The example above removes 100(takeMultiple) AuditRecord objects from space at a time and writes them into Cassandra. The archive operation is performed on the bean that implements the ArchiveOpertaionHandler interface, in this case the CassandraArchiveOperationHandler bean.

Note
Only Space Documents are supported for the event template. You can still write POJOs to the space, but the @EventTemplate used for taking objects from the space must be a SpaceDocument.

Attribute Mapping

By default when serializing object/document properties to column values, the following serialization logic is applied:

  • If the type of the value to be serialized matches a primitive type in Cassandra it will be serialized as defined by the Cassandra primitive type serialization protocol.
  • Otherwise, the value will be serialized using standard java Object serialization mechanism.

Lets look at an example how the default attribute mapping works. We have Audit Records we want to persist in Cassandra:

TODO

When one of these objects is persisted in Cassandra, the following default column mapping is performed:

Property Column Name (and type)
auditRecord.id (row key) (type: Long)
auditRecord.timeStamp timeStamp (type: Long)
auditRecord.application application (type: UTF8)
auditRecord.auditContent auditContent(type: UTF8)
auditRecord.userName userName (type: UTF8)

The attributes will be mapped to the AuditRecord column family in Cassandra. Notice that the embedded class User was flattened and its properties are flattened as columns.
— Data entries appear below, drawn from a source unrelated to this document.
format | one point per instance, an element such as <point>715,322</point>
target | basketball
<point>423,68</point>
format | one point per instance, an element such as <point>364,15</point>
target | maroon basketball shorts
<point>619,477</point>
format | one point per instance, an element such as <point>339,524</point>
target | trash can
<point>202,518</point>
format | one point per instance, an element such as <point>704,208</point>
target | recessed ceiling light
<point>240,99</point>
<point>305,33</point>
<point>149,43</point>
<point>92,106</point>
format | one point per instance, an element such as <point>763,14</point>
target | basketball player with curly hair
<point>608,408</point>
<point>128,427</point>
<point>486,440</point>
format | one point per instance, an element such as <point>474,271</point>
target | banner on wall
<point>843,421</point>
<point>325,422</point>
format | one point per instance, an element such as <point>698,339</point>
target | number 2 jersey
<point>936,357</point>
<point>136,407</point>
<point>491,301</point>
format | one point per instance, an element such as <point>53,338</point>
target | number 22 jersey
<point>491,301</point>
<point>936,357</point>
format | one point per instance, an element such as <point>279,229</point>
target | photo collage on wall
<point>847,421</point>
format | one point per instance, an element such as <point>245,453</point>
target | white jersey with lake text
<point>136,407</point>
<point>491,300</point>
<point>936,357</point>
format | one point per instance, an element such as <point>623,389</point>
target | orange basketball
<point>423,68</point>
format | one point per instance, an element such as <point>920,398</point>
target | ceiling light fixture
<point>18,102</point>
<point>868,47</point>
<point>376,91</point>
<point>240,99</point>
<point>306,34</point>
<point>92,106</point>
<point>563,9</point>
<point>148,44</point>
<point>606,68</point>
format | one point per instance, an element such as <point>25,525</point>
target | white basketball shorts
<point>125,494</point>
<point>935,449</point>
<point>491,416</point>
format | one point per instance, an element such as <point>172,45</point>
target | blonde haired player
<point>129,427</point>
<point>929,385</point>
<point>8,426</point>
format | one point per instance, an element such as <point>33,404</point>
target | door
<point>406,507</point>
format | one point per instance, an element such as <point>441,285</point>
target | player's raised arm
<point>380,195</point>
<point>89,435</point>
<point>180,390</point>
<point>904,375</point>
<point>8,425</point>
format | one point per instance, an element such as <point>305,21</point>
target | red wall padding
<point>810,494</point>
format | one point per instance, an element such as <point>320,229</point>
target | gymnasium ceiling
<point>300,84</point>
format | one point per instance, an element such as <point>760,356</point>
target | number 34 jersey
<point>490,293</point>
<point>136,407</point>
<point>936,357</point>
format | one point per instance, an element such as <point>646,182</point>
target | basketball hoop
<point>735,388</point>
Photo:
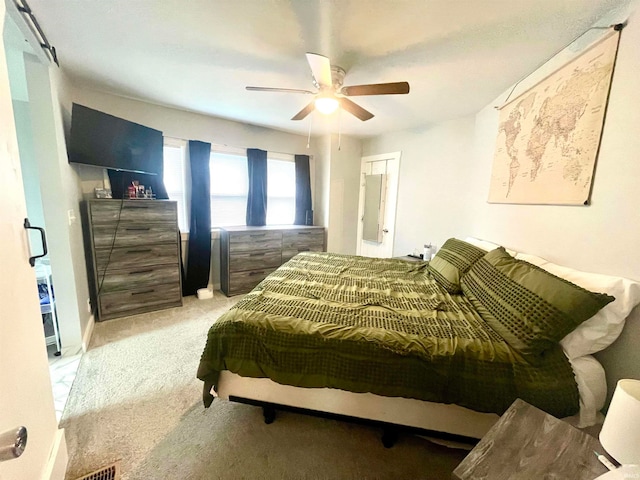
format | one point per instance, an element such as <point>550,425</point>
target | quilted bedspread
<point>383,326</point>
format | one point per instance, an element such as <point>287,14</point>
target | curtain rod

It is possible to override this default behavior by providing a custom implementation.

Learn more

Deploying an example

There is a fully working example on GitHub. You can download, build and execute it. Here are the steps how you would deploy it and inspect XAP and Cassandra using the OpsCenter.

Try it out

Write your own Archive Container

You can implement your own Archive Container to use your NoSQL backend or RDBMS for storing your information. Your class just needs to implement the ArchiveOperationHandler interface.

Space Persistency

The XAP Mirror Service provides reliable asynchronous persistency. This allows you to asynchronously delegate the operations conducted with the In-Memory-Data-Grid (IMDG) into a backend database, significantly reducing the performance overhead. XAP comes with built in implementations of Space Data Source and Space Synchronization Endpoint for Cassandra, called CassandraSpaceDataSource and CassandraSpaceSynchronizationEndpoint, respectively.